Long-term notes payable with fixed interest rates have a carrying amount of $300 million (including $75 million classified as current) and an estimated fair value of $325 million as of September 29, 2017 and $325 million as of December 30, 2016. The fair value of variable rate borrowings approximates carrying value. The Company uses significant other observable inputs to estimate fair value (level 2 of the fair value hierarchy) based on the present value of future cash flows and rates that would be available for issuance of debt with similar terms and remaining maturities.
11.Recent Accounting Pronouncements
A new accounting standard that changed certain aspects of accounting for share-based payments became effective for the Company in the first quarter of 2017. Excess tax benefits on exercised stock options that were previously credited to equity now reduce the current income tax provision. For the quarter, the change in accounting for excess tax benefits decreased the current income tax provision and increased net earnings by $3.2 million, reduced the effective income tax rate by 3 percentage points, and increased diluted earnings per share by $0.06. For the year to date, the change in accounting for excess tax benefits decreased the current income tax provision and increased net earnings by $20.5 million, reduced the effective income tax rate by 7 percentage points, and increased diluted earnings per share by $0.36. Under the new standard, excess tax benefits are no longer reclassified out of cash flows from operating activities to financing activities in the Consolidated Statements of Cash Flows. We elected to apply the cash flow presentation requirements retrospectively to all periods presented, which resulted in a year-to-date increase in previously reported net cash provided by operating activities and a decrease in net cash provided by financing activities of $5.5 million for the nine months ended September 23, 2016. Also under the new standard, the Company elected to account for share-based grant forfeitures as they occur. The impact of the change in accounting for forfeitures was not significant, and was reflected in share-based compensation cost in the first quarter.

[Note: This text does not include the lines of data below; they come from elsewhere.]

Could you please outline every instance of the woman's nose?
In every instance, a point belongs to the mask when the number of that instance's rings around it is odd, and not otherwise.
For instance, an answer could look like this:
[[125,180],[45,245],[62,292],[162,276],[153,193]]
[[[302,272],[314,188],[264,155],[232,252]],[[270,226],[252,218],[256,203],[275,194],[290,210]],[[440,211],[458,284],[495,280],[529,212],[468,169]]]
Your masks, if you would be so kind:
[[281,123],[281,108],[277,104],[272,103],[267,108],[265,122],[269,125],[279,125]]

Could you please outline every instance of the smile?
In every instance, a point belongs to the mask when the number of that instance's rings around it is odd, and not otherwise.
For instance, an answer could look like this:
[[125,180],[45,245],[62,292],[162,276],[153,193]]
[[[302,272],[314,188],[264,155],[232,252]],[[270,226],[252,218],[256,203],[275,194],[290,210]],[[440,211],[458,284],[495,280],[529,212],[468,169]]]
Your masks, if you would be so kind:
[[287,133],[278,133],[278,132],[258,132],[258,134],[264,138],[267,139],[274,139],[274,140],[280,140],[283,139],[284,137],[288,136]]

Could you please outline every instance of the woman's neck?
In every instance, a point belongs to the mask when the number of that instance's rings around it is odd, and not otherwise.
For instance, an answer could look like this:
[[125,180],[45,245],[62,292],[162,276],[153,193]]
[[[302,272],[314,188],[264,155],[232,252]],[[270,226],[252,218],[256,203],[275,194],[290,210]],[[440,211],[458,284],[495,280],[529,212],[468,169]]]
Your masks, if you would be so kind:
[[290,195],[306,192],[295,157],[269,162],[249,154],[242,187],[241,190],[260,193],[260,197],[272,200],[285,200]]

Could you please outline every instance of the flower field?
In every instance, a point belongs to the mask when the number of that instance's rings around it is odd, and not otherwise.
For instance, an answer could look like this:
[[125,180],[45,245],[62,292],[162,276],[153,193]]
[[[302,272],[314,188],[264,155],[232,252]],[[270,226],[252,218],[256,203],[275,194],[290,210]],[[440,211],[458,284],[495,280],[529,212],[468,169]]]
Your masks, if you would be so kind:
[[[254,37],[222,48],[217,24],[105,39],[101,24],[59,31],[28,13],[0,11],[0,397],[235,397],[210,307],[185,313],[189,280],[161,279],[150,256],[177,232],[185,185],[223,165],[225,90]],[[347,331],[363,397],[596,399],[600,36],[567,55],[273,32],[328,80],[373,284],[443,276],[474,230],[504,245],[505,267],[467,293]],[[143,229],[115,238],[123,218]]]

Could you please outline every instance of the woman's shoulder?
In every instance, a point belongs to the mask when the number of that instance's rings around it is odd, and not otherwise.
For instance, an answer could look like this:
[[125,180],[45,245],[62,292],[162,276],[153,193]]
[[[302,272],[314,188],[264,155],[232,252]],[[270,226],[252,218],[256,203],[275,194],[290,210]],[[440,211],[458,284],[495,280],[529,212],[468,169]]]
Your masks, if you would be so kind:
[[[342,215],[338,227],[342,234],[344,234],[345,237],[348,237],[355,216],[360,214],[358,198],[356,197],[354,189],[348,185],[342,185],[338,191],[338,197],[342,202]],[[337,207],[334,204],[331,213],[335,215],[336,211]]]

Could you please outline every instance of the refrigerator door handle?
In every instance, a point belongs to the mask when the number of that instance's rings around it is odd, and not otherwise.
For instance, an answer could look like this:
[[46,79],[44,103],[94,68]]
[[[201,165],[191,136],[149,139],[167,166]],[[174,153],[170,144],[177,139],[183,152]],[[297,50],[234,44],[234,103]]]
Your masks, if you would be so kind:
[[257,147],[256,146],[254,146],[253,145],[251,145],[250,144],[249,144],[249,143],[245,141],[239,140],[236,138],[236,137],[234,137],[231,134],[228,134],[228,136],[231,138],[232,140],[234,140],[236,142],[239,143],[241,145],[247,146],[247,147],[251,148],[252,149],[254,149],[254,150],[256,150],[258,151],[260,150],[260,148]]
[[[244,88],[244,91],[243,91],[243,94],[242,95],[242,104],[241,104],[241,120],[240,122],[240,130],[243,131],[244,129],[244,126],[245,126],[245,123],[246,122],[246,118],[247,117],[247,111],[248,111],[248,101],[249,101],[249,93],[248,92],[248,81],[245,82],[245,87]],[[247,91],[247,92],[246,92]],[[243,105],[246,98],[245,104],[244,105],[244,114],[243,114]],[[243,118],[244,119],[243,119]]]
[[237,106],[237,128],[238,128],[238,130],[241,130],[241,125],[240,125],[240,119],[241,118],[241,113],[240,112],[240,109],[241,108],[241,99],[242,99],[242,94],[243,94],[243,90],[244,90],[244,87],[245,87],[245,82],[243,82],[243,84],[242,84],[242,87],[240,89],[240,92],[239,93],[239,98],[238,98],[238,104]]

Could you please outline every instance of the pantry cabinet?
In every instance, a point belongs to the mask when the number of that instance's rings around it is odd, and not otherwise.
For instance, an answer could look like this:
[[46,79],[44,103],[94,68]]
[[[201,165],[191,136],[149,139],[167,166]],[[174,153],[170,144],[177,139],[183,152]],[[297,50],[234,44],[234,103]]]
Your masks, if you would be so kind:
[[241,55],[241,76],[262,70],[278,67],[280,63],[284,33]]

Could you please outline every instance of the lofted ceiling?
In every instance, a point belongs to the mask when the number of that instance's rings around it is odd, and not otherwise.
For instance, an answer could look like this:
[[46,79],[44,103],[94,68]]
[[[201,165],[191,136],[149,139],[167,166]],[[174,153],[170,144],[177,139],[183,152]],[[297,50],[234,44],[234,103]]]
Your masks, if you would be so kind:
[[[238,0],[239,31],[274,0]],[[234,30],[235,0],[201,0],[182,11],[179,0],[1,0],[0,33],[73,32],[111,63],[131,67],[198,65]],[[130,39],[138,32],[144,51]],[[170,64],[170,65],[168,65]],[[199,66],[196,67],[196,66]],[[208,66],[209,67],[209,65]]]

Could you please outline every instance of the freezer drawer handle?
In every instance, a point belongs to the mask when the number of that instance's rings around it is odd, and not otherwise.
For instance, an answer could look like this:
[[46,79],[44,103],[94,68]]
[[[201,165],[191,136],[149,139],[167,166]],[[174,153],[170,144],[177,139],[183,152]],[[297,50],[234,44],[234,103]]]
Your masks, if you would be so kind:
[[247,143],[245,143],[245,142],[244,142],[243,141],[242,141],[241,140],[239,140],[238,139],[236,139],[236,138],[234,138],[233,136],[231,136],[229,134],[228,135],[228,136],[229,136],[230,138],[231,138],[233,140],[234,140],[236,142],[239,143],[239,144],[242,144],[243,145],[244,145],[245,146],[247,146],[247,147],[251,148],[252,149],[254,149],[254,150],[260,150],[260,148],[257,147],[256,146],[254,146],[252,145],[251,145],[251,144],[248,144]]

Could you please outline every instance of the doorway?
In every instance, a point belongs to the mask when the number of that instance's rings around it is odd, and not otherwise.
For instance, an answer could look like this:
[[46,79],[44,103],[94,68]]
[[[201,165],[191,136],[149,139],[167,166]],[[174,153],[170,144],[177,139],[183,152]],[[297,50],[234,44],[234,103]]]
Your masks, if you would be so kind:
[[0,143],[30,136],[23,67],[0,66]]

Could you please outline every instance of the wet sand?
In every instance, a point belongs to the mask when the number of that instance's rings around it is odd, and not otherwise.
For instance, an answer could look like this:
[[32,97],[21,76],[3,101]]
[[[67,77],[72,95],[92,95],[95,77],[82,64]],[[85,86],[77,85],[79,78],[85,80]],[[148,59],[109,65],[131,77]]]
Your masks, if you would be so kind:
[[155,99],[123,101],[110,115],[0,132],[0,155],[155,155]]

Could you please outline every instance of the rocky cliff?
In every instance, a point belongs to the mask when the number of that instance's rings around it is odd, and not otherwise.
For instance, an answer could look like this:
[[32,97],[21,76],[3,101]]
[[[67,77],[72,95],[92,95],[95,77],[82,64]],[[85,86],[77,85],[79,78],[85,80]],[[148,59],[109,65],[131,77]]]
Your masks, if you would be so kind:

In May 2014, the Financial Accounting Standards Board (FASB) issued a final standard on revenue from contracts with customers. The new standard sets forth a single comprehensive model for recognizing and reporting revenue. The new standard will become effective for the Company beginning with the first quarter of 2018, and the Company plans to adopt the accounting standard using the modified retrospective transition approach. The modified retrospective transition approach will recognize any changes from the beginning of the year of initial application through retained earnings with no restatement of comparative periods.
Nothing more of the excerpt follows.